The fact that we sometimes have no verbal label for odors yet can recognize and respond to them appropriately suggests that our ability to perceive odors does not require language. This may not seem very important, but when we think about vision we notice that as soon as we look at something we automatically have a name for it in our minds. In fact, we are incredibly verbal creatures and, without necessarily being aware of it, we tag almost all our sensory experiences with words. However, this is not the case with our sense of smell. We often experience odors wholly and completely without assigning any verbal codes to them. Additionally, when words come along with an odor, our perception of smells gets re-routed into our verbal circuits and to some extent ceases to be completely olfactory.
An example of the strong effect of words on ordinary olfaction is how easily odor illusions can be created verbally. The first demonstration was recorded in 1899 by Emory Edmund Slosson, a professor of chemistry at the University of Wyoming. During a lecture he stated that he wished to see how rapidly an odor would be diffused through the air and requested the audience to raise their hands as they smelled it. He poured distilled water over cotton explaining that it was a chemical with a strange odor that nobody would have smelled before. Slosson claimed that within 15 seconds most of the front row had raised their hands and within one minute three quarters of the class had their hands up! More recently, in 1978, Michael O’Mahony, a professor of food sciences at the University of California, Davis, conducted a publicized and very impressive olfactory illusion with great effect. On a British television and radio station he had it announced that a certain sound frequency would produce the perception of a particular outdoorsy smell (no smell was actually named). From this mere suggestion and a set of beeps that were broadcast, he was able to get hundreds of people calling into the TV and radio station saying that they could smell something. Specific scents varied from manure to honey, and in some cases people even reported feeling dizzy, having a coughing fit, or experiencing a bout of hay fever!

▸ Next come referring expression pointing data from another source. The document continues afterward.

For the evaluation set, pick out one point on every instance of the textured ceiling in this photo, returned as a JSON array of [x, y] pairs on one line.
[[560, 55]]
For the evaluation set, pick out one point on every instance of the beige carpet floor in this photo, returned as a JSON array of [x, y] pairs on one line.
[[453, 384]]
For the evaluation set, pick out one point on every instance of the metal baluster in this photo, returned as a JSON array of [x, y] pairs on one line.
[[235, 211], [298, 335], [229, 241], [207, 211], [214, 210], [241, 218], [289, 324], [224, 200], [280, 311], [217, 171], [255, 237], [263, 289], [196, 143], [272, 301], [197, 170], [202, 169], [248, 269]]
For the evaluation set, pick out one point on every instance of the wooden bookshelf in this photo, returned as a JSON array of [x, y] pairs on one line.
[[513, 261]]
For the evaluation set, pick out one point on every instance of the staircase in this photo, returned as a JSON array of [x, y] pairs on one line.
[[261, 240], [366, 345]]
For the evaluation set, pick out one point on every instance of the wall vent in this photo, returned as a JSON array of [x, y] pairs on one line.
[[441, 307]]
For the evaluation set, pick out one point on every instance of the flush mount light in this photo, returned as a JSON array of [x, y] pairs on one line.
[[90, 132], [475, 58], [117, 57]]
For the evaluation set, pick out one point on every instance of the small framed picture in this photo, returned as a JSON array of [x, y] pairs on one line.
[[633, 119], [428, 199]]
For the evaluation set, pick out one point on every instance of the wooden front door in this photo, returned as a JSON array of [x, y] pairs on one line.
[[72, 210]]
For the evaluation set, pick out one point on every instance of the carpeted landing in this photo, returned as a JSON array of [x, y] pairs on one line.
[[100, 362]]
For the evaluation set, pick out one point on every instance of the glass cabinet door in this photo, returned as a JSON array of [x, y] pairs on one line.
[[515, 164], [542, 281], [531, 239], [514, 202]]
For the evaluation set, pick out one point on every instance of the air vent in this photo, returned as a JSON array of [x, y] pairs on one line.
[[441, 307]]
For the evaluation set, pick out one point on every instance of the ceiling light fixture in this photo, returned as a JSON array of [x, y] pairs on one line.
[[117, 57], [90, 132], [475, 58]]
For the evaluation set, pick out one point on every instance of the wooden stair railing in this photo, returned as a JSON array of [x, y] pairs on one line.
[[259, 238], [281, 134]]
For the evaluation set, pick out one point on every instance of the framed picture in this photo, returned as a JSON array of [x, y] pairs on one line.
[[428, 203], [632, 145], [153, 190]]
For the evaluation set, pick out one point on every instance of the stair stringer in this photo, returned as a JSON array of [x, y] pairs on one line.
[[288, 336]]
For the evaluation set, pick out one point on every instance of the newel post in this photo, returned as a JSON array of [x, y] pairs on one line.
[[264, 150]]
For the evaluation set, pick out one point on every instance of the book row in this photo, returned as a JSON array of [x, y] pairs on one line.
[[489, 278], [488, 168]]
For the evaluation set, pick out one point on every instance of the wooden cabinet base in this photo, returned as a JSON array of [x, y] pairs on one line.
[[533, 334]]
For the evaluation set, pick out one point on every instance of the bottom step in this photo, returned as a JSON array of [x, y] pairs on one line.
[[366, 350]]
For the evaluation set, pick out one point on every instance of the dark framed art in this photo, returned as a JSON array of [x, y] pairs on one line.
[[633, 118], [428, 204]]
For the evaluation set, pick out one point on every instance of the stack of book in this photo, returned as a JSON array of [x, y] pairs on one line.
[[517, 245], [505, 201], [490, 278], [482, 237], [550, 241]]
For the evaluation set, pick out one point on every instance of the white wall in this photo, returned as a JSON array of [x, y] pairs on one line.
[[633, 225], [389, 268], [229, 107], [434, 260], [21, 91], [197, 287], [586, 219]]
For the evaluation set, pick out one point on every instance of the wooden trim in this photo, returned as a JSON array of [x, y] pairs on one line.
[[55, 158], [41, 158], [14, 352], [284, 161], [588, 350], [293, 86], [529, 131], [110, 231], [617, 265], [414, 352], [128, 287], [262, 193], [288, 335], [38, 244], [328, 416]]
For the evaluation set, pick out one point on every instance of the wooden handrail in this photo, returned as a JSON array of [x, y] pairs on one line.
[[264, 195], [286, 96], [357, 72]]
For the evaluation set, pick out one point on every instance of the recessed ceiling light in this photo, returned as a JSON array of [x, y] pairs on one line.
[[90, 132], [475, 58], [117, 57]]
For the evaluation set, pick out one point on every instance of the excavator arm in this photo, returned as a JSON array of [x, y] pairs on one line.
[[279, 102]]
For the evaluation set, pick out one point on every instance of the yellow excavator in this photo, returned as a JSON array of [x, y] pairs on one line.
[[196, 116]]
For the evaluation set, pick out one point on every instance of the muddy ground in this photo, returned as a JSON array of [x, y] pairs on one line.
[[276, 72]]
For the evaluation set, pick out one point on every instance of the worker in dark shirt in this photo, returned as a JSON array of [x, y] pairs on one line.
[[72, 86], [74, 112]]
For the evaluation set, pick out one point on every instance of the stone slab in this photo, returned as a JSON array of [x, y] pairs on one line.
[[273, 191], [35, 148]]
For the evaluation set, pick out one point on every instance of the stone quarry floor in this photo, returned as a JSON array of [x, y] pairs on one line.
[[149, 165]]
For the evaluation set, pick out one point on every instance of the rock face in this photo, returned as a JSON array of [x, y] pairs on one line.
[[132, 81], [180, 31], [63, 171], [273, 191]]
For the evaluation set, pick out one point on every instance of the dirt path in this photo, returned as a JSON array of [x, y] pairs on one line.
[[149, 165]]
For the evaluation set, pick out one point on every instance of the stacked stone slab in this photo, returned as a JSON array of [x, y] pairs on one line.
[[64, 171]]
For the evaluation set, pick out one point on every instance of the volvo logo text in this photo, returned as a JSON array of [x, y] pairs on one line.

It is also possible to create olfactory illusions by calling one and the same odorant by two different names. Herz (2005) gave participants a set of odorants to evaluate at two different sessions separated by one week. At each session the odorant was given a different verbal label, either positive or negative. For example, the odorant mixture of iso-valeric + butyric acid was either called “vomit” or “Parmesan cheese.” The different verbal labels caused the participants’ evaluation of the odors to be dramatically different and in each case in accord with the name’s connotation of the odor. When the odorant was called “Parmesan cheese” participants indicated high liking for it and said they would eat it, and when the exact same chemicals were called “vomit,” participants indicated strong disgust and said they wanted to run out of the room. Moreover, during debriefing, participants wouldn’t believe that the two odors with the different names were actually the same chemical compound.
This would never happen with vision. If someone waved their hand in the air and said “Now who can see the white rabbit?” you would not think that if you squinted hard enough you could see a white rabbit—you would think that person was crazy. Although we sometimes “think” we are seeing things in visual noise that are in fact not there (such as Jesus in a piece of toast) this is more a misextrapolation from reality rather than a complete fabrication. The reason we can be so gullible with odors is because they are invisible and we are obsessed with figuring out what things are, so we look to external cues for help. If the situation or environment has a plausible answer, we may emphasize it rather than relying on the smell itself. Another point to take home is that context—a mental state, physical situation, or environment that induces a set of preconceptions and expectations—has an enormous influence on odor perception, much more so than it has on our other sensory systems.
Herz, R. S. (2005). The unique interaction between language and olfactory perception and cognition. Trends in Experimental Psychology Research. (pp. 91–109). New York: Nova Science Publishers, Inc.